Los lácteos deben cubrir las necesidades del calcio para una buena salud ósea: un niño tiene que beber al menos medio litro de leche al día.

Las proteínas de origen vegetal siendo de gran importancia pueden ser deficitarias en algunos aminoácidos esenciales.

 

Necesidades nutritivas en la infancia: hidratos de carbono

Los hidratos de carbono son la base de la alimentación y han de superar el 50% del aporte calórico en la dieta. De ellos, los hidratos de carbono complejos (patatas, pan, arroz, cereales, pasta, etc.) han de suponer la mayor parte de los hidratos ingeridos.

Al suponer un gran aporte calórico a la dieta, hay que orientar el consumo de estos hidratos de carbono al momento del día en que los niñ@s van a realizar una actividad deportiva, es decir, en la comida anterior a dicha actividad.

Estos hidratos aportan fibra, lo que facilita un correcto tránsito intestinal y evita el estreñimiento.

Los hidratos de carbono simples (fructosa, azúcar, etc.) son muy importantes en la edad infantil, pero nunca han de superar el 10% de las calorías para evitar la obesidad infantil y prevenir la caries dental.

Necesidades nutritivas en la infancia: lípidos

Los lípidos o grasas deben suponer entre el 30 y el 35% de lass calorías en una dieta equilibrada.

El correcto aporte de lípidos es de vital importancia, tanto en los niñ@s como en los adultos, sin embargo el exceso puede abocar en obesidad u otras enfermedades, como las cardiovasculares, en edad adulta.

En los niños el aporte de ácidos grasos poliinsaturados y monoinsaturados son beneficiosos para la salud. En cambio, el consumo de grasas saturadas y colesterol es perjudicial. Por ello, el colesterol consumido no ha de superar los 300 mg día y los ácidos grasos saturados el 10% de las calorías totales por día.

En la alimentación infantil se incentivará el consumo de pescado y ensaladas con aceite de oliva. La grasa saturada consumida debería ser fundamentalmente la procedente de los productos lácteos enteros.

No es recomendable el abuso de bollería. Existe un tipo de grasa, llamado “grasa trans”, que es utilizado por la industria alimentaria para aumentar el periodo de conservación de los alimentos sin alterar su sabor. Su elevado consumo en factor de riesgo en enfermedades cardiovasculares, y este tipo de grasa está presente en productos de bollería industrial, patatas fritas congeladas y empanados de los productos precocinados.
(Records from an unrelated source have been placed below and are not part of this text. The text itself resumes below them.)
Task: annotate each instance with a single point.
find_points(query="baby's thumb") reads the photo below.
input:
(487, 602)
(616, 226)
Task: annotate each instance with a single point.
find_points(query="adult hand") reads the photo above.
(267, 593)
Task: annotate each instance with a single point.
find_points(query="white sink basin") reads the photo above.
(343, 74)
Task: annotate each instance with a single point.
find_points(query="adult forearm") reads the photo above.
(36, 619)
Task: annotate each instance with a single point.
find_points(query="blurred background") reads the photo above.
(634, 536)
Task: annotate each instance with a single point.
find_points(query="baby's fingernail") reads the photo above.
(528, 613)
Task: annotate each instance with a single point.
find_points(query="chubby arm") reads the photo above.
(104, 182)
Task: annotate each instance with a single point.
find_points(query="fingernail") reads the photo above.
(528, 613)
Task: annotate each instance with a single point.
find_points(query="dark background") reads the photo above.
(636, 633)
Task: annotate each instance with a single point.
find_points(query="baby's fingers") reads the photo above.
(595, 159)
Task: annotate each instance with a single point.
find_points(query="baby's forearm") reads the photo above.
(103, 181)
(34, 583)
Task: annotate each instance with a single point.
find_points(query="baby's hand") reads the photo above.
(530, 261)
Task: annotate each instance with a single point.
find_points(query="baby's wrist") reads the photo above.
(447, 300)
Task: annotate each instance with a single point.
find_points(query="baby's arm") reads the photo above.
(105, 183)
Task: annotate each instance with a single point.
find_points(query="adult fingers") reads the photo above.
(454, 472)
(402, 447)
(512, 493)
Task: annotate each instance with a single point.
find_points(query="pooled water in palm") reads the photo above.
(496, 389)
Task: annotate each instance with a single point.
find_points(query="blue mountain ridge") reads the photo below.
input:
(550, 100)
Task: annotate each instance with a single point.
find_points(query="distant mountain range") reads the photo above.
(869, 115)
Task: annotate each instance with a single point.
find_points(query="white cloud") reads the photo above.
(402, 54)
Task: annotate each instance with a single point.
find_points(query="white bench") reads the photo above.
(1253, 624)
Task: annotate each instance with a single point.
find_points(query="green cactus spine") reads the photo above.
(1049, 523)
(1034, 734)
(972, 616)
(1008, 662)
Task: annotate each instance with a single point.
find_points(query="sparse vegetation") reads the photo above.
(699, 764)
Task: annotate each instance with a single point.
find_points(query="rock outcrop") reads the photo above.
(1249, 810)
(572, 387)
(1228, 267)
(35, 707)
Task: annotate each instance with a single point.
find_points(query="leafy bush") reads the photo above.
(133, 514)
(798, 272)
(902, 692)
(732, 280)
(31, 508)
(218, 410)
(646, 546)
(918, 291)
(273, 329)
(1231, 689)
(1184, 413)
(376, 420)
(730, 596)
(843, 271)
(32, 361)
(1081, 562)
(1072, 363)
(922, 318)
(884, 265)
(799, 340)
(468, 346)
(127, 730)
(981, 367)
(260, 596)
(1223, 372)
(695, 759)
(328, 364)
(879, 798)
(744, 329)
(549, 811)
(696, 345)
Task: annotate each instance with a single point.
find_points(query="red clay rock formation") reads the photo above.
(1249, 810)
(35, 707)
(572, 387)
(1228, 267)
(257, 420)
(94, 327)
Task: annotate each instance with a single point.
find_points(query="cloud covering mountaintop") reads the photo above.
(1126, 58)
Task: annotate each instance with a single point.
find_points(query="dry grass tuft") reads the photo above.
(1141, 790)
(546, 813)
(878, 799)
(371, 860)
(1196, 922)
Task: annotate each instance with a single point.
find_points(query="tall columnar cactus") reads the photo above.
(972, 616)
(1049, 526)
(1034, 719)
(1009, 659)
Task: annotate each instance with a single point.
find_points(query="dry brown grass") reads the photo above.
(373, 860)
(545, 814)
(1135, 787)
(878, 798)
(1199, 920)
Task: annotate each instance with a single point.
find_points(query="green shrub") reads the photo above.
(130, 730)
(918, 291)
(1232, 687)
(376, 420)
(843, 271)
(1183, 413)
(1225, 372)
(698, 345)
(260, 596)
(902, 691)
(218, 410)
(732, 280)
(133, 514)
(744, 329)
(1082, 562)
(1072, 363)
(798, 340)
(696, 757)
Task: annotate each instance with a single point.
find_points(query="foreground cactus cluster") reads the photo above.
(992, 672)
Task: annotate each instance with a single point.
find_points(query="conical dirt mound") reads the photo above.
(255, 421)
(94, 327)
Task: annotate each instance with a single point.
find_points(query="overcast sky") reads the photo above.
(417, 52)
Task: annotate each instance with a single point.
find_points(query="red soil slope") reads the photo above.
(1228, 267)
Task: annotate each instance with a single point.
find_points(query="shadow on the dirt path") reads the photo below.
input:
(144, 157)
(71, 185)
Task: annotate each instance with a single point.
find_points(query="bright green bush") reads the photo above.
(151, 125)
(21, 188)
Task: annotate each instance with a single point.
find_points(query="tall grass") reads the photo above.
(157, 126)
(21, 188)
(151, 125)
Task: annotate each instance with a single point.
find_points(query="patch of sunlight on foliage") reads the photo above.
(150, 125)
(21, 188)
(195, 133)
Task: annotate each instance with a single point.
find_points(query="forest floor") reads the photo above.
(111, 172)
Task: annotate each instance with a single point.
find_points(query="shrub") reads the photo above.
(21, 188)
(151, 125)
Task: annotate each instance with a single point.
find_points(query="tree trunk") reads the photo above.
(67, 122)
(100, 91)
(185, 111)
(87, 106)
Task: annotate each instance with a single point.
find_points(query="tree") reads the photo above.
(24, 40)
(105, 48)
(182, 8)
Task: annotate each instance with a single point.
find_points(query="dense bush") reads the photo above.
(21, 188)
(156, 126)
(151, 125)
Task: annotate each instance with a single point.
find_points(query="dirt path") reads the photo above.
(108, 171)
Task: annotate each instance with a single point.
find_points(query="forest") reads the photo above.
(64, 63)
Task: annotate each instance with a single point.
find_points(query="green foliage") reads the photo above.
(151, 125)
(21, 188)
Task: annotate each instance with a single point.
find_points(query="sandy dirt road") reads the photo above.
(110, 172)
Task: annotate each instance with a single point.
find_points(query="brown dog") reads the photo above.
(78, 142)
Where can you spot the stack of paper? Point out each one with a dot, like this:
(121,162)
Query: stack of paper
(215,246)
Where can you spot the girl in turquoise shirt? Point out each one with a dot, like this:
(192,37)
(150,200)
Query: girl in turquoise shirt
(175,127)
En la alimentación infantil, no se ha de abusar de estos productos. En España aparece en el etiquetado del producto como grasa vegetal parcialmente hidrogenada.

 

Necesidades nutritivas en la infancia: vitaminas y minerales

Las vitaminas y minerales son nutrientes esenciales que tienen que ser aportados por la dieta. Con una dieta equilibrada las necesidades de estos micronutrientes están  cubiertas:

  • Las relacionadas con la obtención de energía son muy necesarias. Dentro de estas destacan la tiamina, presente en la leche y los huevos,; la riboflavina, presente en los vegetales, y la niacina, presente en casi todos los alimentos. Por otro lado, las vitaminas A y D aseguran un adecuado aporte de calcio.
  • Hay dos muy importantes en esta etapa. Uno es el calcio, fundamental para una adecuada salud ósea y fomentar el crecimiento de los niños, que está presente en los vegetales y los productos lácteos. El otro es el hierro, presente en legumbres y productos cárnicos, que también fomenta el crecimiento.

Hay ciertas vitaminas y minerales cuyo consumo ha de ser aumentado por las necesidades de crecimiento de los niños y por la actividad física que realizan.